Rico’s Performance Quiz Vs. The F1 Profiler

The Quiz:

 

Recently Ricom posted a performance quiz on his blog asking about the performance scenario difference between the two following code fragments. The first fragment uses generics while the second uses an arraylist.

 

            Now, I’m not a performance engineer like Rico, but I figured that this would be a fun scenario to check out using our profiler. So I fired up a quick console application (shown below) that would run one or the other of the code sections, I just commented out the call that I wasn’t using for each run. I wasn’t going hardcore about getting the session perfect, but I did take a stab at shutting down the services that hog the most resources, I’m looking at you MSNIndex!

 

 

            I ran each scenario twice in sampling mode (comparing the results to make sure that they were similar) and I also ran each one once in sampling mode with object allocation and lifetime profiling turned on. If you are trying this yourself, note that the object allocation run using the arraylist take a loooong time to run and to analyze, I probably should have cut down on the loop size for that run. I’ll explain why this is the case when I get to the results.

 

The Results:

            The first thing that I looked at was the overall number of samples that were taken in the non-allocation runs. Since I set the profile to take a sample every 10000000 clock cycles, the number of samples can give us an pretty good estimate as to how long we are running. The breakdown of samples (I also added some debug version numbers for comparison) is as follows:

 

Using generics(debug): 828 total samples

Using generics(release): 556 total samples

Using arraylist(debug): 1998 total samples

Using arraylist(release): 1907 total samples

 

            Looking at these numbers you can see that at least in terms of wall clock speed, we are getting a pretty big performance gain by using generics. We would expect this as we do not have to box the integers coming into and out of our list when we use generics. However there is a code size tradeoff when using generics.

 

            The next thing that I wanted to show is where each implementation was spending most of its execution time. Pictured below, I have listed all the functions (actually I truncated the listed to avoid having to show all the little functions) for which I have samples, and have sorted them in order of exclusive time (exclusive is time spent in just that function, inclusive time includes all the functions children). The top screenshot is from the generics run and the bottom screenshot is from the arraylist run.

 

 

Now the arraylist results: 

 

 

            When just looking that the percentages, it looks like the two implementations spend about the same amount of time doing the same things. Both spend the most time calling Enumerator.GetNext, as well as spending a lot of time in the main function (GenericTest and ArrayListTest). You’ll notice that the arraylist implementation has CLRStubOrUnknownAddress as the second highest function.

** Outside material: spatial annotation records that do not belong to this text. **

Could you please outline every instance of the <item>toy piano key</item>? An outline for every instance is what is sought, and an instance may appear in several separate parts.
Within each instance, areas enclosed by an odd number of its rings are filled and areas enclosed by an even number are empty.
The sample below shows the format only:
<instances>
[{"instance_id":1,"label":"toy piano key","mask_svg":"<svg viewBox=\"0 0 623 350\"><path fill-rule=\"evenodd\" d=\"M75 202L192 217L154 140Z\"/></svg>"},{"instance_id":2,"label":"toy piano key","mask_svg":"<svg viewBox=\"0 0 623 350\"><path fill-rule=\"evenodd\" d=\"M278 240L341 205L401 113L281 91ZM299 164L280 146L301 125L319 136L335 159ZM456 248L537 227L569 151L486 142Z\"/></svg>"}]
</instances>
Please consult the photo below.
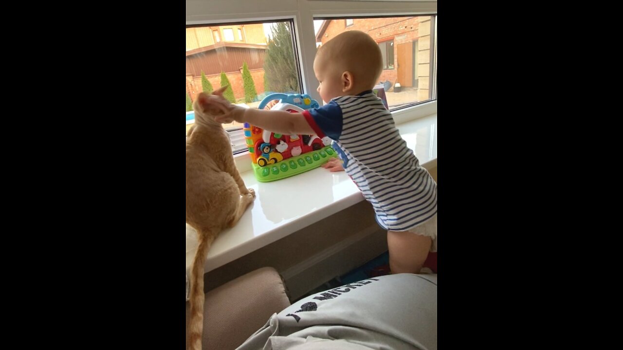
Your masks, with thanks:
<instances>
[{"instance_id":1,"label":"toy piano key","mask_svg":"<svg viewBox=\"0 0 623 350\"><path fill-rule=\"evenodd\" d=\"M318 102L307 94L272 93L262 100L258 108L264 108L275 100L279 102L271 110L301 113L319 106ZM331 139L327 137L321 139L315 135L275 133L247 123L244 123L244 129L253 172L258 181L274 181L312 170L335 154L331 148Z\"/></svg>"}]
</instances>

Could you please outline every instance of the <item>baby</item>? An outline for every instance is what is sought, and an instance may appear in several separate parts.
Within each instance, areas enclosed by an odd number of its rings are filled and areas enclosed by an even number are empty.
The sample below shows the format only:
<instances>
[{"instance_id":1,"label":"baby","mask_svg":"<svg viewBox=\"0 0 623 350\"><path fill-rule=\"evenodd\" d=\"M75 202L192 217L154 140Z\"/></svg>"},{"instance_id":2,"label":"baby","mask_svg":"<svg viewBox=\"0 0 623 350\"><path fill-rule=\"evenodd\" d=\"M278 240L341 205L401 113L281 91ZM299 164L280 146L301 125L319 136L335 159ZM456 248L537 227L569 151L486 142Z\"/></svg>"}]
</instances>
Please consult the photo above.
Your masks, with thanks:
<instances>
[{"instance_id":1,"label":"baby","mask_svg":"<svg viewBox=\"0 0 623 350\"><path fill-rule=\"evenodd\" d=\"M393 273L418 273L437 251L437 184L401 137L391 113L372 92L383 68L378 44L358 31L343 32L318 48L313 62L325 105L302 113L244 108L214 97L228 111L219 123L249 123L285 135L315 134L336 142L341 167L388 230Z\"/></svg>"}]
</instances>

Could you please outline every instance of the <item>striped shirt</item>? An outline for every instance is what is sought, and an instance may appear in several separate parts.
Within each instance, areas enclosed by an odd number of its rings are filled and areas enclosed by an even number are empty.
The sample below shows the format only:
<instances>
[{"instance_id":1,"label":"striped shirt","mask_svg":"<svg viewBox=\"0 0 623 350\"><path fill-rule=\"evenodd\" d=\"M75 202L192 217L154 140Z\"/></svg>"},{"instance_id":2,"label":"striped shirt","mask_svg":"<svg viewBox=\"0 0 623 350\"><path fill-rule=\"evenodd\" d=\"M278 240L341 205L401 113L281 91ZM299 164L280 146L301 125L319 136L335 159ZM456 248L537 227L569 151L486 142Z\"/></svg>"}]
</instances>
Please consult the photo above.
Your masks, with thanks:
<instances>
[{"instance_id":1,"label":"striped shirt","mask_svg":"<svg viewBox=\"0 0 623 350\"><path fill-rule=\"evenodd\" d=\"M437 184L372 91L333 98L303 115L318 136L335 140L344 169L372 204L381 227L410 230L437 213Z\"/></svg>"}]
</instances>

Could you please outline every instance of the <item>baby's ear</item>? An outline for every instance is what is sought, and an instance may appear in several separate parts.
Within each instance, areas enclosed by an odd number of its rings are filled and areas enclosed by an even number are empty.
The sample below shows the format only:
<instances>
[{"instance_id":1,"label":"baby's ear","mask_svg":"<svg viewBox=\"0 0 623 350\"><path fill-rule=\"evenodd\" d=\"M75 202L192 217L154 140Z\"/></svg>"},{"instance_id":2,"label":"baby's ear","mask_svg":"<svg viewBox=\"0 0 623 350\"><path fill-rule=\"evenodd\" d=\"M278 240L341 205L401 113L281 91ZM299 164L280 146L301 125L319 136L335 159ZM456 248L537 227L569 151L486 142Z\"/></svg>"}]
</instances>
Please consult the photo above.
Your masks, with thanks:
<instances>
[{"instance_id":1,"label":"baby's ear","mask_svg":"<svg viewBox=\"0 0 623 350\"><path fill-rule=\"evenodd\" d=\"M216 95L217 96L222 97L223 93L225 92L225 89L227 88L227 87L229 87L229 85L225 85L225 86L221 87L221 88L219 88L219 90L215 90L212 93L212 95Z\"/></svg>"}]
</instances>

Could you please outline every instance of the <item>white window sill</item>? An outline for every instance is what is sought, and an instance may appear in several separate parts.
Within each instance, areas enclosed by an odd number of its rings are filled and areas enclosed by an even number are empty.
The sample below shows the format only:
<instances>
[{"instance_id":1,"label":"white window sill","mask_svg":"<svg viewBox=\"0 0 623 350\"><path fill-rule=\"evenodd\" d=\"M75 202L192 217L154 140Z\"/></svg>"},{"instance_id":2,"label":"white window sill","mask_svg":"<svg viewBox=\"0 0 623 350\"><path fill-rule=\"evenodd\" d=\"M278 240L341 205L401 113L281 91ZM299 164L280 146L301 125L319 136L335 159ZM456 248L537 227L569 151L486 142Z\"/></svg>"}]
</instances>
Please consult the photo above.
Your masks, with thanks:
<instances>
[{"instance_id":1,"label":"white window sill","mask_svg":"<svg viewBox=\"0 0 623 350\"><path fill-rule=\"evenodd\" d=\"M427 169L437 165L435 112L402 123L403 117L394 113L402 138ZM235 227L221 232L214 240L207 254L206 273L364 200L343 171L331 173L318 168L292 177L260 182L250 171L247 153L237 154L235 159L247 187L255 191L255 200ZM196 247L196 232L186 224L187 269Z\"/></svg>"}]
</instances>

This is the function that we show on a native to managed transition when we cannot resolve what function we are in. Since I’m interested in finding out why we have so many samples in CLRStubs; I right-clicked on this function to show functions that were called by “CLRStubOrUnknownAddress.” This jumped me over to caller / callee view (shown below) with CLRStubOrUnknownAddress selected as the root function. 

 

 

            Looking at this list we see that with the arraylist method we got 466 samples in CLRStubs, mainly from ArrayListEnumeratorSimple.get_Current function (154 samples from this function) and from the ArrayListTest function (285 samples from this function). While I don’t know the exact cause, I assume that the arraylist is using some quick transitions down to native code to run faster, and in such a tight loop, we end up seeing lots of the CLRStub calls (as these mark transitions to native).

 

            So we know that the generics implementation is running quite a bit faster and we know that both implementations are spending about the same percent of time in similar functions. Also, we have seen that the arraylist appears to be making some transitions to native code for a performance boost. So let us take a look at the object allocation reports to see what these two implementations are allocating. Shown below are the allocation summary reports with the generics implementation on top and the arraylist implementation on the bottom.

 

 

Now the arraylist results:

 

 

            Yikes! See those 10,000,000 enumerators allocated by the array list implementation? As I said, I’m not a performance engineer, but I do know that that is not a good thing to be doing. Looking back in the code, we see the foreach statement inside the 10,000,000 times loop in the arraylist code. Unlike the generics case, the arraylist has to allocate a new enumerator for the arraylist every time the foreach loop gets executed. So I guess that the moral of this performance quiz has less to do with generics and arraylists and more to do with being careful when using foreach loops.